Auch wenn die Vorführung bei blauem Himmel, Sonne und 26 Grad einige Beobachter eher an eine Werbeveranstaltung erinnerte, hatte der Übungseinsatz aufgrund der geänderten geopolitischen Lage seit Russlands Angriff auf die Ukraine einen aktuellen Bezug. Russlands Präsident Wladimir Putin bedrohe die Friedensordnung, sagte Bundesratspräsidentin Schwesig. «Wir müssen für den Ernstfall gerüstet sein.» Es gelte das Motto: «Wir hoffen das Beste, bereiten uns aber auf das Schlimmste vor.»

Reservisten fester Teil der Verteidigungsstrategie

Heimatschutzkräfte der Bundeswehr gehören zur Reserve und sind sozusagen Soldaten im Nebenberuf, wie der stellvertretende Generalinspekteur der Bundeswehr, Andreas Hoppe, formulierte. Der Auftrag der Bundeswehr sei aktueller denn je. «Wir sind gut beraten, unsere Bundeswehr so vorzubereiten, dass sie in der Lage ist, einen militärischen Gegner auf dem Gefechtsfeld zu schlagen und zu besiegen. Allein die Wortwahl zeigt ja schon, dass wir in einer anderen Welt jetzt unterwegs sind», sagte Hoppe. Ohne Reserve gehe es nicht.

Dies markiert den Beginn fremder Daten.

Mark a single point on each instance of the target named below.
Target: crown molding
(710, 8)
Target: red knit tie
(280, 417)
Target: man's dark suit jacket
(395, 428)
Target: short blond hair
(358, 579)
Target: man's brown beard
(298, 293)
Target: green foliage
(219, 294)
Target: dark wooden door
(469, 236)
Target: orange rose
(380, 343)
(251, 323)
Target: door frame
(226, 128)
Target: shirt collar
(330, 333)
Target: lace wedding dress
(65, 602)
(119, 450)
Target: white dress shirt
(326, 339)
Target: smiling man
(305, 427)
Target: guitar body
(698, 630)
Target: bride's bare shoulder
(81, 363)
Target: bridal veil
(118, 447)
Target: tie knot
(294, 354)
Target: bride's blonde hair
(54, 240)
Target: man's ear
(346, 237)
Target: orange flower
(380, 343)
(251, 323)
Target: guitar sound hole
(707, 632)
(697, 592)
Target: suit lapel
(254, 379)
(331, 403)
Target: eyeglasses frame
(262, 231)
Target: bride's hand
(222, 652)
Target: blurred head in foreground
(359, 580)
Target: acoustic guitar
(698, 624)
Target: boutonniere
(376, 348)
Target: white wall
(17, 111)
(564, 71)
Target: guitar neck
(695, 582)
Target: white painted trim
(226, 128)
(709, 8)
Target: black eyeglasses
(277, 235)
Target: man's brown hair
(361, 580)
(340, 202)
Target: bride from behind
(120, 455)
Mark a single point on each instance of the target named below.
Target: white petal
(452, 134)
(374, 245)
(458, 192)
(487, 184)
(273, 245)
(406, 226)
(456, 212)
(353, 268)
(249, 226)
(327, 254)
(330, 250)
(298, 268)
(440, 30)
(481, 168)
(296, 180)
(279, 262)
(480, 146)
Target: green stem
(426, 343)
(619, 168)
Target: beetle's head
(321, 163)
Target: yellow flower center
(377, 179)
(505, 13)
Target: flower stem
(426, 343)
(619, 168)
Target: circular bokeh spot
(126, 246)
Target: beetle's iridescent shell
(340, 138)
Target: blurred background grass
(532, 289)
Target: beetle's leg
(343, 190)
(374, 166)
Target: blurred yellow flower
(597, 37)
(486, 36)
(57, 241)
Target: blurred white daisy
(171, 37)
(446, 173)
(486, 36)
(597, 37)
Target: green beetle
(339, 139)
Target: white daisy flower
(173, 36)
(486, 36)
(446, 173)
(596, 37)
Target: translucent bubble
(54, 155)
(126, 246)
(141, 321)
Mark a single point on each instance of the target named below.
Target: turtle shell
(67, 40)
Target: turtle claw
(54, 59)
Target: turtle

In dem Übungsszenario wurde angenommen, dass im Verteidigungsfall größere Teile der Bundeswehr nicht mehr in Deutschland sein werden, sondern an der Front kämpfen müssen. Reservisten und die neuen Heimatschutzregimenter sollen dann militärische Schutzaufgaben in Deutschland übernehmen – und von den Polizeibehörden und anderen Institutionen unterstützt werden. Auch dazu wurde der Operationsplan Deutschland (OPLAN) ausgearbeitet.

Es gab Proteste am Rande der Veranstaltung. Einige Demonstranten kritisierten den Plan und warnten vor einer wachsenden Militarisierung.